Earlier today, BBC announced that they “will put Doctor Who out to competitive tender this year,” and that as part of that, they will not proceed with producing a 2026 holiday special.
In a social media post, Russell T. Davies said that no script or casting had been done on said holiday special.
I’m sure whoever comes next will LOVE the Billie Piper cliffhanger…
That would probably be the first question in the technical section of the tender:
Please explain, in no more than 500 words, how you would extract the series from the following entirely random post-credits scene…
Follow up questions elsewhere indicate that the BBC is open to both continuing this continuity or doing an outright reboot. The latter would just leave the cliffhanger unresolved, but hopefully appeal to new viewers who don’t want to spend decades watching old content as homework.

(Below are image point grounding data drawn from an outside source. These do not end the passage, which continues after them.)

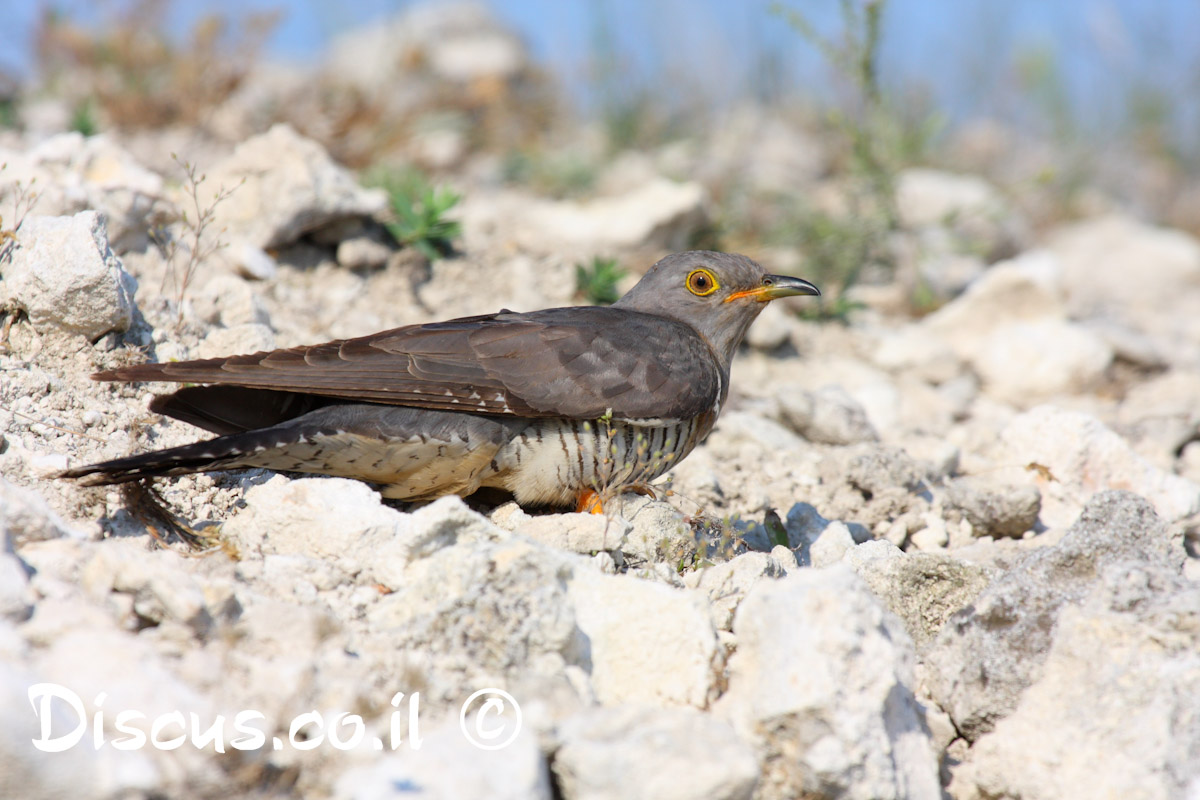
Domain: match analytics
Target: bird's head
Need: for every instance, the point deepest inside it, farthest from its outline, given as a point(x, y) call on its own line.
point(718, 294)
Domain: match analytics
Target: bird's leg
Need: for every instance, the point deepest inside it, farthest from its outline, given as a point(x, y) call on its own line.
point(645, 489)
point(588, 501)
point(591, 501)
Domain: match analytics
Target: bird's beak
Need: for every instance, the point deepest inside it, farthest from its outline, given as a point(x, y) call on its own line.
point(777, 286)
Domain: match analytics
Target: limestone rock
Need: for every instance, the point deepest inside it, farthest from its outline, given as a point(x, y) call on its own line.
point(995, 511)
point(647, 643)
point(65, 276)
point(987, 656)
point(1121, 679)
point(1083, 457)
point(291, 187)
point(622, 752)
point(827, 703)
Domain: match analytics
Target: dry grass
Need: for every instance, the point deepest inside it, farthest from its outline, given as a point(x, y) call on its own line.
point(136, 76)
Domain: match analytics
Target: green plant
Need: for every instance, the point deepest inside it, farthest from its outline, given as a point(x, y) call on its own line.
point(598, 281)
point(83, 118)
point(877, 139)
point(419, 212)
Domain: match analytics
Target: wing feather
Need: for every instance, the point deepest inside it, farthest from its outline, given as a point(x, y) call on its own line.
point(570, 362)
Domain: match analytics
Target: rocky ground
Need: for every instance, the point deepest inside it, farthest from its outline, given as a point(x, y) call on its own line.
point(951, 555)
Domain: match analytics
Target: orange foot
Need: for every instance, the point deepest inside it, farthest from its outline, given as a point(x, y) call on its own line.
point(589, 501)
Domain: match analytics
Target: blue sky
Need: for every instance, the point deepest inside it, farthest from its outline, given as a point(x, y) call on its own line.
point(963, 50)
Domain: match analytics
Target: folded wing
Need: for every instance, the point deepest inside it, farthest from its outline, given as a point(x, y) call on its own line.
point(568, 362)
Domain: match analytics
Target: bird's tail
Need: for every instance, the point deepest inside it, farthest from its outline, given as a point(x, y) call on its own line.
point(222, 452)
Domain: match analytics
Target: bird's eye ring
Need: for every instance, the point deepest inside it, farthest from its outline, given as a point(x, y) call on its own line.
point(701, 283)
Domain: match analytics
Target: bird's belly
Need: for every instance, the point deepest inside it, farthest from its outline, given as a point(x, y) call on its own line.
point(552, 461)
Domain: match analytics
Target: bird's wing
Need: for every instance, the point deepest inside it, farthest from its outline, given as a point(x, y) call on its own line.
point(570, 362)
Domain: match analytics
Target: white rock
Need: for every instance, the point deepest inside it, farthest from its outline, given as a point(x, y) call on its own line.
point(726, 584)
point(16, 599)
point(918, 352)
point(321, 518)
point(829, 415)
point(639, 752)
point(657, 531)
point(577, 533)
point(965, 203)
point(1026, 361)
point(1114, 713)
point(934, 536)
point(1085, 457)
point(291, 188)
point(1024, 289)
point(459, 41)
point(27, 517)
point(81, 771)
point(228, 300)
point(773, 329)
point(648, 643)
point(160, 589)
point(76, 174)
point(660, 215)
point(235, 340)
point(448, 767)
point(828, 703)
point(1159, 296)
point(64, 275)
point(831, 545)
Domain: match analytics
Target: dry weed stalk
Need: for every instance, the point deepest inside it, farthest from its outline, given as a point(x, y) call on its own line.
point(197, 244)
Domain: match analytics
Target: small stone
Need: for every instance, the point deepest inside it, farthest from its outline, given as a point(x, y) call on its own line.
point(1001, 511)
point(577, 533)
point(639, 752)
point(65, 276)
point(832, 545)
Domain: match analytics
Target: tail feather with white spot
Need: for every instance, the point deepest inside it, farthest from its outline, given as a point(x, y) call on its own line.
point(223, 452)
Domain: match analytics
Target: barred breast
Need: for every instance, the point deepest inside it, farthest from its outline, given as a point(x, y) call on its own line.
point(552, 461)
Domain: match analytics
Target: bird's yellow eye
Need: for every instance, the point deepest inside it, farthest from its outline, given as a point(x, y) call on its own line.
point(701, 283)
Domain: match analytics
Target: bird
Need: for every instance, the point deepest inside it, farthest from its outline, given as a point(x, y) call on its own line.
point(558, 407)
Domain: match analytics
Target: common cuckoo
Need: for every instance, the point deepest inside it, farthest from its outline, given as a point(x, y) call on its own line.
point(557, 407)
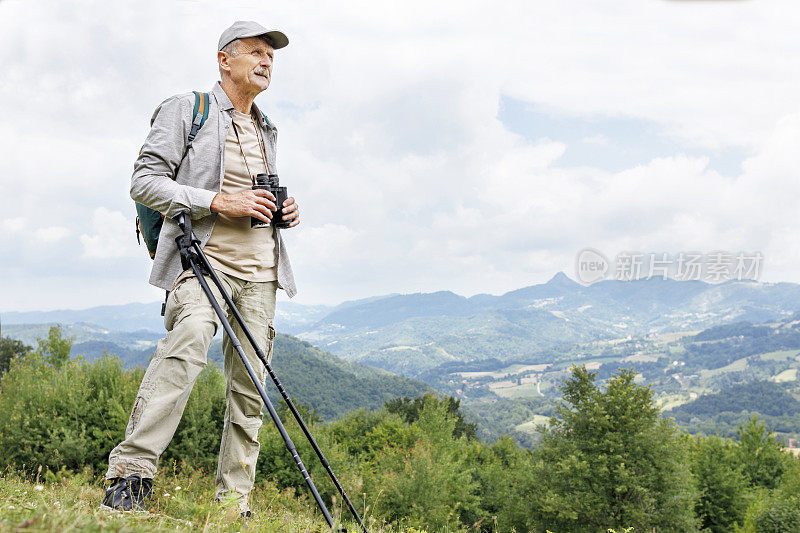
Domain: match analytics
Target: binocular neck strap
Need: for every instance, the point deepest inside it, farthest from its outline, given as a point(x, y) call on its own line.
point(241, 150)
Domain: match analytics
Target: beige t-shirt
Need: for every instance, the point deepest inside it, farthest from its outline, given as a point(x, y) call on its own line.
point(234, 247)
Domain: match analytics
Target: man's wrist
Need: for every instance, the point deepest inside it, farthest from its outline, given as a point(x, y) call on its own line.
point(216, 203)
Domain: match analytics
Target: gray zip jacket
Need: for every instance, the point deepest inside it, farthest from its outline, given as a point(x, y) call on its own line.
point(155, 184)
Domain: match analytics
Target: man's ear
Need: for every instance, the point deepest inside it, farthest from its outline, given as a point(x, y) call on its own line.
point(223, 60)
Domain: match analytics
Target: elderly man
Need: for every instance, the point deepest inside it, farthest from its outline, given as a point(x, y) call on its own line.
point(212, 182)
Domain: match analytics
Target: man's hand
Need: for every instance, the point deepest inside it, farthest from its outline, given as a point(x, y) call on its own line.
point(291, 212)
point(256, 203)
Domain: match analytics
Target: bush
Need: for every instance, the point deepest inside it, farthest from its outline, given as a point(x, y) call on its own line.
point(65, 413)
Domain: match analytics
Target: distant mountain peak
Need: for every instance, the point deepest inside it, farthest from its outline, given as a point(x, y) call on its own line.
point(561, 279)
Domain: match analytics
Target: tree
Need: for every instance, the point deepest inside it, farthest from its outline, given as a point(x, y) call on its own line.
point(609, 460)
point(760, 454)
point(9, 349)
point(721, 485)
point(410, 410)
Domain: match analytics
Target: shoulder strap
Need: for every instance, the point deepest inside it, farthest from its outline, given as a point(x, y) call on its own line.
point(266, 120)
point(199, 115)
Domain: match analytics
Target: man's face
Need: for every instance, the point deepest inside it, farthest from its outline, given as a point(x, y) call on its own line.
point(251, 66)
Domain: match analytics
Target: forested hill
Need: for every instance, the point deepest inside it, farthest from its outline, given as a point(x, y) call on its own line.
point(764, 397)
point(332, 386)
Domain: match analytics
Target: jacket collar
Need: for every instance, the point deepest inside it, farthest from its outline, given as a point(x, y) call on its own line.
point(223, 101)
point(226, 105)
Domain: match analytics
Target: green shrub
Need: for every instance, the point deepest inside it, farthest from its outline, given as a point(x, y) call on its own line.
point(65, 413)
point(67, 417)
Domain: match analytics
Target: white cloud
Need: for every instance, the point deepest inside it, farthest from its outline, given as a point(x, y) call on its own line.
point(112, 236)
point(390, 141)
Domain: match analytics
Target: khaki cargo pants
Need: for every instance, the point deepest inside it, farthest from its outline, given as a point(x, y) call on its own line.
point(179, 358)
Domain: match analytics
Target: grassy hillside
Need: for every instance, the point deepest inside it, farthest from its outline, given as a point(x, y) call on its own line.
point(181, 502)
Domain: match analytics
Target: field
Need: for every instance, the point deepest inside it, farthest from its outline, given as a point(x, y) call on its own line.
point(182, 502)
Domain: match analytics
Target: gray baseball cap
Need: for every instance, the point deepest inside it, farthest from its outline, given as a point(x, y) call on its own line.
point(247, 28)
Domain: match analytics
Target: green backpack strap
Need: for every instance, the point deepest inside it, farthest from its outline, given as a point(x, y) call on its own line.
point(149, 221)
point(199, 116)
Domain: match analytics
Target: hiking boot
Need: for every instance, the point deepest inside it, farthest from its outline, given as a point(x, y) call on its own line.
point(128, 494)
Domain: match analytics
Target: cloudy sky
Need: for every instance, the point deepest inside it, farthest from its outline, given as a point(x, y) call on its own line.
point(468, 146)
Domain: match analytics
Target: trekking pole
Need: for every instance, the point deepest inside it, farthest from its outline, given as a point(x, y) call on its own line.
point(186, 242)
point(260, 354)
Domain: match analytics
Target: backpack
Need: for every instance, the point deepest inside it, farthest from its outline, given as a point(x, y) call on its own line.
point(149, 221)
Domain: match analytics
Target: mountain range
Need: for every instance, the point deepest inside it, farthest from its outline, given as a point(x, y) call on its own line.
point(412, 333)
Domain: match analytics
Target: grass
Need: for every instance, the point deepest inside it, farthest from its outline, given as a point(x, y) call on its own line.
point(787, 375)
point(782, 355)
point(181, 502)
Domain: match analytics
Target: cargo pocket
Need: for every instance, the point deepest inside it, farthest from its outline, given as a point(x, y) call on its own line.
point(270, 341)
point(136, 415)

I just hope that they do a better job than other shows of respecting the old content. Podcast interviews with the classic Trek “expert” on the season of Discovery written during lockdown revealed that he wasn’t familiar with the franchise. He became known as the expert because he worked from home and was fast with Memory Alpha. That explains why so many of the old references felt like they missed the connotation to me. He’s never seen most of the episodes they ended up referring to. (He has now. He started watching four per day between seasons to get caught up, and has now seen it all.)
What does “competitive tender” mean? Is that the same as when I take a piece of meat and beat it with a hammer, but doing it along side someone else to determine whose is the less tough?
That means any production company who wants to invest is welcome to pitch. Think construction, but without any rules that require them to hire the lowest bidder. Any entity willing to share the bill could end up helping BBC make Doctor Who.
The way Disney+ seemed to try to buy Doctor Who, and then just funded a bunch of it, or how HBO seemed to do that to Sesame Street. Okay, I think I get it.
Yes. Then, somewhat predictably, buying DW didn’t add to Disney+ subscriptions. It’s almost like Doctor Who fans were already subscribed to the streaming service that had Star Wars and the MCU, so Disney spent a bunch of production money and very little on marketing and saw a minimal return on investment. Weird.